General Idea was formed in Toronto in 1969 by Jorge Zontal (1944–1994), Felix Partz (1945–1994), and AA Bronson (b. 1946). Over the next twenty-five years, the group produced groundbreaking work in numerous mediums, prefiguring relational aesthetics and institutional critique. Best known for addressing themes from popular culture to queer identity, General Idea played a crucial role in the development of art and activism in Canada and beyond.

Harnessing humour and parody, General Idea borrowed structures from mass media — such as television, advertising, and magazines — to probe the production, circulation and consumption of images, art and culture. Between 1970 and 1978, the group used faux-beauty pageants to satirize the contemporary art world, simultaneously inhabiting and interrogating glamour, fame and consumerism. The 1971 Miss General Idea Pageant (1971) involved submissions from artists across North America, and culminated in an elaborate awards ceremony, simulating a live television broadcast with speeches and prizes.

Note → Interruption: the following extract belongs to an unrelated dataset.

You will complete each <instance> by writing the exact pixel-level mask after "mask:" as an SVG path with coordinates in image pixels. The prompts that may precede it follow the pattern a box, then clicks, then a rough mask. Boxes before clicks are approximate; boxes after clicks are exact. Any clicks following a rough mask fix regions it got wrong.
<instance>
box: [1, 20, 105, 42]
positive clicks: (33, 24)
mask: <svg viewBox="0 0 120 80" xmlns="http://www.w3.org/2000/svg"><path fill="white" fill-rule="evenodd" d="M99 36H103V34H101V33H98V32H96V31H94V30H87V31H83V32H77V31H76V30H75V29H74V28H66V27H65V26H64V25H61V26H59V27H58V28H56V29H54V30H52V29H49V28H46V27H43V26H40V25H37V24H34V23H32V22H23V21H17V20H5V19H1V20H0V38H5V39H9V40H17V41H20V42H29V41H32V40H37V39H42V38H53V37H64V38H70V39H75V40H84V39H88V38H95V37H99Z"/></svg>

From 1975 to 1984, General Idea produced a series of works centred around The Miss General Idea Pavilion, a fictional edifice intended to house the ultimate Miss General Idea pageant. In 1977 — seven years before it was built — the Pavilion dramatically (and paradoxically) burned to the ground. Conceived as a decentralized museum, its fragments housed in institutions around the world, the fictional Pavilion would double as a comment on the structure of the art world and the changing role of museums. Blurring the boundaries between past, present and future, the Pavillion and its fictional archeological remnants deconstructed the mythos surrounding art, architecture, archives and artifacts.

General Idea’s strategies shifted in 1987, when the group began its acclaimed Imagevirus series. Living in New York and faced with the reality of the AIDS crisis, they famously appropriated American artist Robert Indiana’s Pop Art LOVE (1967), substituting the word “AIDS.” Initially a painting, their AIDS logo quickly found expression outside the gallery — notably as an animation for the Spectacolor Board in New York’s Times Square, and in poster campaigns from San Francisco to Berlin. Located at the nexus of art and activism, General Idea’s AIDS project took on new urgency following Partz’s and Zontal’s HIV diagnoses in 1989 and 1990. Both died of complications from AIDS in 1994, prompting the untimely dissolution of General Idea.

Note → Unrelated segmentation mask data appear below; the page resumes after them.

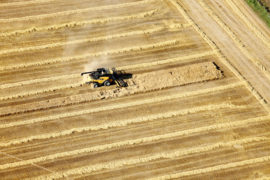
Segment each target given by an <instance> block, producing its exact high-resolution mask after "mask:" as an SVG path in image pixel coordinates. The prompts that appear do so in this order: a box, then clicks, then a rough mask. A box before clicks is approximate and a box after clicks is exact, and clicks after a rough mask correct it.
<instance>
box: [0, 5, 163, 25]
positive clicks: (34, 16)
mask: <svg viewBox="0 0 270 180" xmlns="http://www.w3.org/2000/svg"><path fill="white" fill-rule="evenodd" d="M155 1H159V0H141V1H135V2H128V3H121V4H112V5H105V6H98V7H90V8H84V9H74V10H67V11H61V12H55V13H49V14H39V15H33V16H24V17H17V18H8V19H0V23H14V22H18V21H27V20H42V19H43V18H53V17H59V16H68V15H72V14H77V13H84V12H88V11H100V10H112V9H118V8H128V7H130V6H136V5H143V4H147V3H153V2H155ZM0 7H1V6H0Z"/></svg>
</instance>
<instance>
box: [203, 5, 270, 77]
mask: <svg viewBox="0 0 270 180" xmlns="http://www.w3.org/2000/svg"><path fill="white" fill-rule="evenodd" d="M198 2H199V3H200V4H201V6H202V7H203V8H204V9H205V10H206V12H207V13H208V14H209V15H210V16H211V17H212V18H213V19H214V20H215V21H216V22H217V23H218V24H219V26H220V27H221V28H222V29H223V30H224V31H225V32H226V33H227V34H228V35H229V36H230V37H231V39H232V40H233V41H234V42H235V44H236V45H237V47H238V48H239V49H240V50H241V51H242V52H243V53H244V54H245V55H246V56H247V57H248V59H249V60H250V61H251V62H253V64H254V65H255V66H257V67H258V69H259V70H261V71H262V72H263V73H264V74H265V75H266V76H267V77H268V79H270V74H269V71H268V70H267V68H266V67H265V66H264V65H263V64H262V63H261V61H260V60H259V59H258V58H256V57H254V56H253V55H251V54H250V52H249V51H248V50H247V49H246V47H245V45H244V43H243V42H242V41H241V40H240V39H239V38H238V37H237V35H236V34H235V33H234V32H233V30H232V29H231V28H230V27H229V26H228V25H227V24H226V23H225V22H223V21H222V19H220V17H219V16H218V15H217V14H216V13H215V12H214V11H213V10H212V9H211V8H210V7H209V6H207V5H206V4H205V3H204V2H203V1H201V0H199V1H198Z"/></svg>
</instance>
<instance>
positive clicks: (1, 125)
mask: <svg viewBox="0 0 270 180" xmlns="http://www.w3.org/2000/svg"><path fill="white" fill-rule="evenodd" d="M241 85H243V83H241V82H240V83H234V84H229V85H225V86H220V87H215V88H209V89H203V90H196V91H192V92H186V93H179V94H174V95H169V96H163V97H154V98H151V99H144V100H140V101H139V100H138V101H134V102H129V103H122V104H117V105H110V106H104V107H98V108H93V109H88V110H81V111H74V112H68V113H62V114H57V115H51V116H46V117H40V118H34V119H30V120H26V121H16V122H12V123H7V124H0V129H1V128H9V127H14V126H21V125H27V124H33V123H38V122H46V121H51V120H55V119H60V118H67V117H72V116H79V115H83V114H90V113H96V112H101V111H108V110H114V109H120V108H126V107H132V106H137V105H143V104H151V103H157V102H162V101H168V100H172V99H177V98H183V97H189V96H195V95H200V94H206V93H210V92H215V91H221V90H226V89H230V88H235V87H239V86H241Z"/></svg>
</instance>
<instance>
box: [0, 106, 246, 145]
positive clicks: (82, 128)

The group has had more than 100 solo exhibitions, and countless group exhibitions internationally, and has produced a wide range of public art projects. It was awarded the Bell Canada Award in Video Art in 2001, The Governor General's Visual Art and Media Award in 2002, and the Skowhegan Medal in Multimedia in 2006.

In addition to its prolific artistic output, General Idea’s contributions to contemporary art include the founding of two important institutions: FILE Megazine (1972-1989) — a periodical whose first subscribers included Joseph Beuys and Andy Warhol — and Art Metropole — a publishing and exhibition platform that has been distributing artists’ books, audio, video and multiples in Toronto since 1974. FILE and Art Metropole attest to General Idea’s vital place in the history of independent publishing and artist-run culture.

In addition to working as a solo artist since his partners’ deaths, AA Bronson has continued to preserve General Idea’s legacy, occasionally reactivating their work in the present.